Ха. Ну, с этим действительно трудно спорить. Впрочем, я уже услышал достаточно, чтобы сделать выводы и… отвечать.

– С чего бы вам знать об этом? – я злобно зыркнул на темнокожего святошу. – Вы прилетели когда? Два дня назад? Вас даже не было здесь, когда это произошло!

– Хэ, – неожиданно на лице Ральфа, отражённом в зеркале заднего вида, появилась мясницкая ухмылка. – А вот действительно, Джеб. Откуда ты знаешь, что паренёк не говорит правду, а Крейн не пытается представить всё в выгодном ему свете?

– Ральф, – вздохнул Джебедайя. – Я бы очень попросил тебя не… сбивать с мысли ни меня, ни…

Выразительный кивок в мою сторону красноречиво показал, кого здесь не надо сбивать с мысли.

– Он врёт, – презрительно фыркнул я.

– Кто? – внезапно встрепенулся Старс, нервно вздрогнув.

– Крейн, – отрезал я. – Он врёт. Всегда, обо всём. Его империя построена на лжи. Что он там наплёл вам про меня? Что принял в дом, как родного сына? Что заботился и любил?

Джебедайя открыл было рот, но я не дал ему вставить и слова.

– Он терпеть меня не мог. Стыдился меня. Вечно называл дебила куском, имбецилом, испортившим ему жизнь, и всё такое.

Я хмыкнул.

– Сколько у него детей? Официально? Двое, верно? Он скрывал меня, как какой-то прыщик на заднице, как что-то постыдное.

– Он дал тебе кров и пищу, хотя и не был обязан, – мягко возразил Джебедайя.

– Потому что мама настояла, – хмыкнул я. Хмыкнул совершенно искренне – у меня в голове стояла картинка Анны, вертящейся в гробу от таких слов, и это почему-то очень меня забавило. – Он по своей воле и пальцем о палец не ударил бы ради меня. Знаете, как прошло моё детство?

– Давай, пацан, жги, – добродушно проговорил Ральф, заворачивая куда-то. – Моё детство прошло в разъездах, рядом с боевыми точками. Отец погиб, когда мне было восемь, затем погибли дядя и двое старших братьев… Думаешь, ты сможешь меня удивить?

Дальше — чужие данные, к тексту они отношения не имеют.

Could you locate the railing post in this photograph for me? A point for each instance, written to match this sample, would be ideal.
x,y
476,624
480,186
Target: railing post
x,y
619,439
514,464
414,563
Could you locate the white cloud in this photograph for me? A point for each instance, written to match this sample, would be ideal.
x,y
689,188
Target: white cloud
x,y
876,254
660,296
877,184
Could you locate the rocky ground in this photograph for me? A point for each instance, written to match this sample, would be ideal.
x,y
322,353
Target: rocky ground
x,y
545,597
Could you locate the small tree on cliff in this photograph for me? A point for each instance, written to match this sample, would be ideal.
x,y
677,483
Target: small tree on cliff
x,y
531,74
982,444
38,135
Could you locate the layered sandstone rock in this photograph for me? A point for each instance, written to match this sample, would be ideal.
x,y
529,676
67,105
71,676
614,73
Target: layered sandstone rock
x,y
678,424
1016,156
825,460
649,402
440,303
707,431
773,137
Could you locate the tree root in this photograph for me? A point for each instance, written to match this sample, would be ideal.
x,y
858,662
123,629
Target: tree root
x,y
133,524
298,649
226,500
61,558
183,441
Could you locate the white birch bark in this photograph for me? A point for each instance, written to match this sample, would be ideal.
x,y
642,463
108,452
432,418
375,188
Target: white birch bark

– У вас хотя бы был отец, – мои глаза наполнились слезами. Не так-то просто заплакать «по команде», но если ты однажды научился делать это, то умение останется с тобой навсегда. – Знаете, как это было? Гюнтер и Герда жили в своих комнатах, а я – в тесной каморке. У меня даже не было нормальной кровати, я спал на голом полу, на досках!

Все трое американцев уставились на меня. Видимо, история о бедном сиротке тронула их в самые американские сердечки.

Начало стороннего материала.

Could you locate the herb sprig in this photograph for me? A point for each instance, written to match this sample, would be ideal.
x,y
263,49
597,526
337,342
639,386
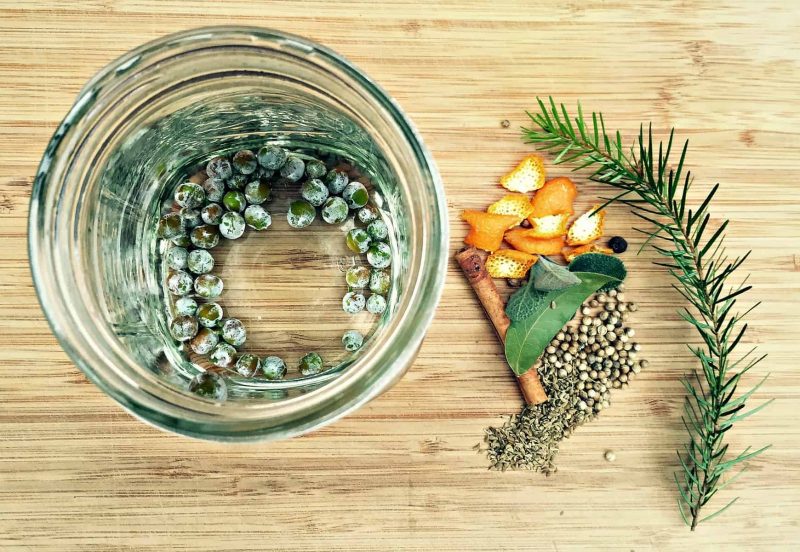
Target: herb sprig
x,y
695,256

– Мама пыталась как-то это изменить, но он орал на неё. На публике всё было чинно, на публике они – счастливая пара, а знаете, что было дома? – продолжал нагнетать я. – Теперь о еде. Думаю, уже понятно, что питался я объедками с его стола. Я бы и одежду донашивал за Гюнтером, но я был старше, и его одежда была мне мала. Так что он доставал где-то дешёвый хлам…

– Приехали, – буркнул Ральф, тормозя. – Чёрт его знает, правду ты несёшь или нет, но ты меня убедил – твоему детству не позавидуешь.

– Он считал меня ни на что не способным дурачком, от которого одни беды, – продолжал жаловаться я, вылезая из машины. – Он мечтал, чтобы я… А где это мы?

Я где-то читал, что такое характерно для психов – быстро менять темы, полностью переключаясь со старого на новое. Впрочем, вопрос о том, где мы, действительно меня интересовал.

Здание имело три этажа и вид настолько затрапезный, что я даже засомневался, можно ли туда заходить. Если бы не целые окна и не горящий в них свет – это бы выглядело как заброшенный дом… ну, или как бандитский притон, кому что ближе.

«Белые ночи», горделиво сообщала безвкусно намалёванная вывеска над входом.

– Артур, – обернулся на меня Джебедайя. – Скажи одну вещь… ты ведь не планировал возвращаться в дом к Крейну?